Why Is a Federal Minimum Wage a Problem and a Maximum Income Okay?
For some reason it has become accepted wisdom that raising wages loses jobs. And yet cheering on uncontrolled income is a job-producing fulfillment of the American dream.
Reminds me of my favorite nonsense-rhyme
If an asp in the grass is a snake
Then why is a grasp in the ass a goose?
It occurs to me, and give me hell if I’m wrong, that both statements are equally ignorant of the facts and yet they persist because the wealthy are in charge of the sound system.

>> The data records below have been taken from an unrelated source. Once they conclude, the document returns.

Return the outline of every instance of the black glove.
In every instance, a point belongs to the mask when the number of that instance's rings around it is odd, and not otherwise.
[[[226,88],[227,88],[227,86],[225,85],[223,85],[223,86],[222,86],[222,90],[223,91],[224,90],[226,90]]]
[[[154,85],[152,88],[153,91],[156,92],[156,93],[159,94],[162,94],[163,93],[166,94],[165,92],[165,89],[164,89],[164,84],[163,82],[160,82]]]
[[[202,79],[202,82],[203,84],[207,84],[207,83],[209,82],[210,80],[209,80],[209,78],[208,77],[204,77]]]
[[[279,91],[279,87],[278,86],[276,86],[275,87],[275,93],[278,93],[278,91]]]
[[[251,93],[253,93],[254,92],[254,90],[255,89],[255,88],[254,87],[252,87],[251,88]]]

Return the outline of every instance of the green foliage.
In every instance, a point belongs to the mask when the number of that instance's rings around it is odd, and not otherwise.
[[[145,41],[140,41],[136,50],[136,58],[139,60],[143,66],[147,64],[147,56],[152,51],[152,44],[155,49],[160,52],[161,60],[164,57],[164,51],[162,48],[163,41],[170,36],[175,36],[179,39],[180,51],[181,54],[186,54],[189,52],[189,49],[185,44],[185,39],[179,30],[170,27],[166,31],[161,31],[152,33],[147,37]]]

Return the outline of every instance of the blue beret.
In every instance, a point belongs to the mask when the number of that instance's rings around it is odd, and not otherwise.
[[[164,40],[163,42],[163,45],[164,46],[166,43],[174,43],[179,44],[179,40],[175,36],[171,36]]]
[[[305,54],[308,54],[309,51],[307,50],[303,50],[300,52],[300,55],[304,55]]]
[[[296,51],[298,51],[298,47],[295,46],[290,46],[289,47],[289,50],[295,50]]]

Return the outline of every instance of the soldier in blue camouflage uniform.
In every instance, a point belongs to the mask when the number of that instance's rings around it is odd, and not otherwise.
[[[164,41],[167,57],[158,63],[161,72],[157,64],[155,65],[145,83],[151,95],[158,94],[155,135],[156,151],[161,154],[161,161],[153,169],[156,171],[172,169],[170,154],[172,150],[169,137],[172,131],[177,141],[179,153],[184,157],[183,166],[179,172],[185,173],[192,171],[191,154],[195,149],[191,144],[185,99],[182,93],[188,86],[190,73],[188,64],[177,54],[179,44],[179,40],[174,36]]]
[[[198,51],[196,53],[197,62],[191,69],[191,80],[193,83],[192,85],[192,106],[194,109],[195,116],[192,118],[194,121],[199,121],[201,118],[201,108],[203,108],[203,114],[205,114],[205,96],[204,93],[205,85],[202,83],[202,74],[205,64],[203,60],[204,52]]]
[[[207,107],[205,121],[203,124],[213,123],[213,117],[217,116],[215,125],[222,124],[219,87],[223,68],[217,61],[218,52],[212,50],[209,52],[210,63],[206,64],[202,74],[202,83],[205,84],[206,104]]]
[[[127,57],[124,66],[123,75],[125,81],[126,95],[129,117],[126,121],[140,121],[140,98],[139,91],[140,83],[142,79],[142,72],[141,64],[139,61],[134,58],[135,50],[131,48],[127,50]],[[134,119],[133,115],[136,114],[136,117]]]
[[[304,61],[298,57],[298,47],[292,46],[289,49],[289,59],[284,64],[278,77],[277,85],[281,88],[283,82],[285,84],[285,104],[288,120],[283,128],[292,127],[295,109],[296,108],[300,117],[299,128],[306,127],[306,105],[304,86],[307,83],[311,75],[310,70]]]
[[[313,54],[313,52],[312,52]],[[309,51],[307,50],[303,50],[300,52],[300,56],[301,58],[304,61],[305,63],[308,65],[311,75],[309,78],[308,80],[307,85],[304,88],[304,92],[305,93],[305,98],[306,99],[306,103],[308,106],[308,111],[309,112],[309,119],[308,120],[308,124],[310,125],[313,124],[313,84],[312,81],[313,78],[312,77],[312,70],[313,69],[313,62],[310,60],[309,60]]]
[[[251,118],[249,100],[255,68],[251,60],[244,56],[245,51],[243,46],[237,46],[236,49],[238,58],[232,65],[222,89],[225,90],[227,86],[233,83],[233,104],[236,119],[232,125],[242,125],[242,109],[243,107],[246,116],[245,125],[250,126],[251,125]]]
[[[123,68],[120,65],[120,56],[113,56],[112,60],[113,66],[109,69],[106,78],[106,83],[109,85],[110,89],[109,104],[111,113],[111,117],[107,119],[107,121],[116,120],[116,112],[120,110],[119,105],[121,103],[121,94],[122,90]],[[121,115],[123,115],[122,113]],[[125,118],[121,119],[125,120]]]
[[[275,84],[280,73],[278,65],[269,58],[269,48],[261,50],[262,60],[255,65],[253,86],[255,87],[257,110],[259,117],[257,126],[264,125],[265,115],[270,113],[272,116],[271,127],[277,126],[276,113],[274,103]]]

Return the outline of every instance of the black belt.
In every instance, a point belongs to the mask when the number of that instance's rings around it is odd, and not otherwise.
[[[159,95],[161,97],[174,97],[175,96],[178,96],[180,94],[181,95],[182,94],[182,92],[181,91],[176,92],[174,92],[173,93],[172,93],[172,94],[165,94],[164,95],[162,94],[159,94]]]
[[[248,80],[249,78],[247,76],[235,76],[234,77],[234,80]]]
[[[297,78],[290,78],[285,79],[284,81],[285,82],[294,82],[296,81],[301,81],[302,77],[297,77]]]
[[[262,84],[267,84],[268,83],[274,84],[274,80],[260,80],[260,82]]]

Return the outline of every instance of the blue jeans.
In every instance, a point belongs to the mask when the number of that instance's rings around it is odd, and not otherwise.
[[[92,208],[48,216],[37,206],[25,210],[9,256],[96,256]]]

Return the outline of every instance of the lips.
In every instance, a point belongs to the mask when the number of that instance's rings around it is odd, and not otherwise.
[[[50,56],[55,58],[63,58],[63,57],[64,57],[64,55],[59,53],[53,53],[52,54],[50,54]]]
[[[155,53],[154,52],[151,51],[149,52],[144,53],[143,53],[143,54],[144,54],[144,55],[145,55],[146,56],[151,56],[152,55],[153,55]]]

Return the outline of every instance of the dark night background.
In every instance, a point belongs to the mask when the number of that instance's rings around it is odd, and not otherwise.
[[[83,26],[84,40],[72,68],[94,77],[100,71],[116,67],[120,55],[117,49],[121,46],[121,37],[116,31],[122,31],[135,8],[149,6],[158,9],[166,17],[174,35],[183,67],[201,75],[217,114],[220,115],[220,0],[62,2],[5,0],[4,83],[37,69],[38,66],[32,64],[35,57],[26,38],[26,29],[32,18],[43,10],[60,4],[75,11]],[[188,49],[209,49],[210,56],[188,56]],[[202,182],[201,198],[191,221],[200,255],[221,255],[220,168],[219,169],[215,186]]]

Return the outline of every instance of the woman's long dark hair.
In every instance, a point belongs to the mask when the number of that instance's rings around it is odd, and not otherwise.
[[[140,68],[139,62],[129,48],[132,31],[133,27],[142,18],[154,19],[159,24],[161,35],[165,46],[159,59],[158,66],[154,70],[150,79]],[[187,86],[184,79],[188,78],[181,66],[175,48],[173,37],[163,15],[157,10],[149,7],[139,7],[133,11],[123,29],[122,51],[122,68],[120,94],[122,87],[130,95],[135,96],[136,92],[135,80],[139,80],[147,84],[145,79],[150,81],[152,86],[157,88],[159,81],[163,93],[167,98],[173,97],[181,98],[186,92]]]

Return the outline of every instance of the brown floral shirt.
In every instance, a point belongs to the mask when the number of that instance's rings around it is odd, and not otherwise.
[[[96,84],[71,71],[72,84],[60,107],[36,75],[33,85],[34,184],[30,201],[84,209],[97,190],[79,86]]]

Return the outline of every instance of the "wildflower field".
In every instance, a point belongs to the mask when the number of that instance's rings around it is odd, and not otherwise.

Crank up the amplifiers, baby
Repetition is an amplifier, as is an enormous audience and the money to put the Big Band on stage. Let me offer an example: I remember a time not all that long ago when the accepted wisdom was that if gasoline ever hit $2 a gallon the American economy would lay in ruins. Wow. In ruins. The economy of the most powerful nation in the world hung on the delicate balance of $2 a gallon at the pump. Chaos would ensue. Last Memorial Day prices hit $4.03 in California and over three and a half bucks in most other states. The stock markets were hitting records and American business was doing just fine.
What wasn’t just fine was the income gap
The hum you could hear across the nation like crickets on a summer night was the drumbeat of the rich getting richer and the poor staying poorer—and losing ground in the bargain. You see there are other aspects to poverty that simply a wage. As a 40-hour week turns to contract-work, as health insurance is no longer a perk and time and a half for overtime becomes just a dim memory, business sliced and diced what it means to be employed. The amplifier easily drowned the voices of discontent because it was the American Way to serve earnings to stockholders ahead of what meat and potatoes remained on workers’ Sunday dinner tables.
So, $2 gas will ruin us and a $15 hourly wage will fuel unemployment
Having already given the lie to $2 at the pump, let’s look at what happened to states, cities and companies paying fifteen bucks: (Wikipedia) In the state of Washington, two cities have been described as test cases for the $15 minimum wage. Seattle was among the first U.S. cities to adopt a $15-per-hour plan in 2014, with its minimum wage for large employers raised to $15.45 in 2018 and $16 in 2019. Studies of Seattle's workforce have shown no decline in employment and tangible benefits for workers. A $15/hour minimum wage at Amazon.com took effect in November, 2018. Costco said it will raise its starting wages to $15 and $15.50 per hour, from $14 and $14.50 per hour in the United States and Canada. Net income attributable to the company rose to $889 million, or $2.01 per share, from $701 million, or $1.59 per share, a year earlier. Incoming president Joe Biden, inaugurated today, promises as part of his platform to fight for a $15 national minimum wage.
There is such a thing as being on the right side of history
Joe and Kamala have their hands full with a badly divided nation in the midst of a crippling pandemic and businesses in uncharted waters recovery-wise. No incoming presidency has been handed so heavily stacked a deck. Yet words have meaning and politics have consequences. We have an honest man at the head of government and an honest woman presiding over the Senate. It’s a start. It can be no more than that unless we make it so.